The Company is exposed to credit loss in the event of nonperformance by the counterparties to its swap
contracts. The Company minimizes its credit risk concentration on these transactions by distributing these
contracts among several leading financial institutions, all of whom presently have investment grade credit ratings,
and having collateral agreements in place. The Company does not anticipate nonperformance.

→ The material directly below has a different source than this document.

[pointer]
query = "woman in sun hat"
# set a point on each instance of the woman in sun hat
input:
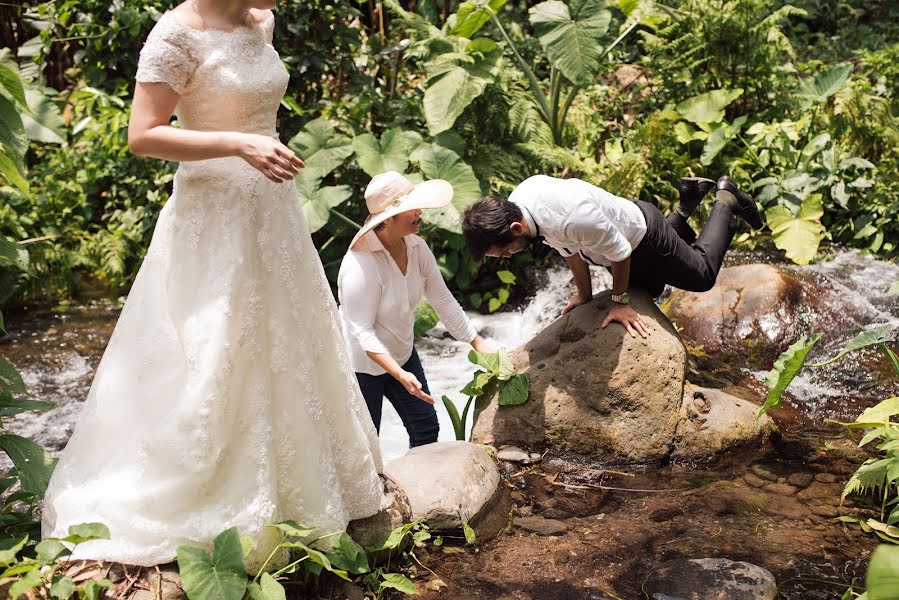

Net Investment in Foreign Operations Hedge
At December 31, 2008 and 2007, the Company did not have any hedges of foreign currency exposure of net
investments in foreign operations.
Investments Hedge
During the first quarter of 2006, the Company entered into a zero-cost collar derivative (the “Sprint Nextel
Derivative”) to protect itself economically against price fluctuations in its 37.6 million shares of Sprint Nextel
Corporation (“Sprint Nextel”) non-voting common stock. During the second quarter of 2006, as a result of Sprint
Nextel’s spin-off of Embarq Corporation through a dividend to Sprint Nextel shareholders, the Company received
approximately 1.9 million shares of Embarq Corporation. The floor and ceiling prices of the Sprint Nextel
Derivative were adjusted accordingly. The Sprint Nextel Derivative was not designated as a hedge under the
provisions of SFAS No. 133, “Accounting for Derivative Instruments and Hedging Activities.” Accordingly, to
reflect the change in fair value of the Sprint Nextel Derivative, the Company recorded a net gain of $99 million for
the year ended December 31, 2006, included in Other income (expense) in the Company’s consolidated statements
of operations. In December 2006, the Sprint Nextel Derivative was terminated and settled in cash and the
37.6 million shares of Sprint Nextel were converted to common shares and sold. The Company received aggregate
cash proceeds of approximately $820 million from the settlement of the Sprint Nextel Derivative and the
subsequent sale of the 37.6 million Sprint Nextel shares. The Company recognized a loss of $126 million in
connection with the sale of the remaining shares of Sprint Nextel common stock. As described above, the
Company recorded a net gain of $99 million in connection with the Sprint Nextel Derivative.
Fair Value of Financial Instruments
The Company’s financial instruments include cash equivalents, Sigma Fund investments, short-term
investments, accounts receivable, long-term receivables, accounts payable, accrued liabilities, derivatives and other
financing commitments. The Company’s Sigma Fund, available-for-sale investment portfolios and derivatives are
recorded in the Company’s consolidated balance sheets at fair value. All other financial instruments, with the
exception of long-term debt, are carried at cost, which is not materially different than the instruments’ fair values.
Using quoted market prices and market interest rates, the Company determined that the fair value of long-
term debt at December 31, 2008 was $2.8 billion, compared to a carrying value of $4.1 billion. Since considerable
judgment is required in interpreting market information, the fair value of the long-term debt is not necessarily
indicative of the amount which could be realized in a current market exchange.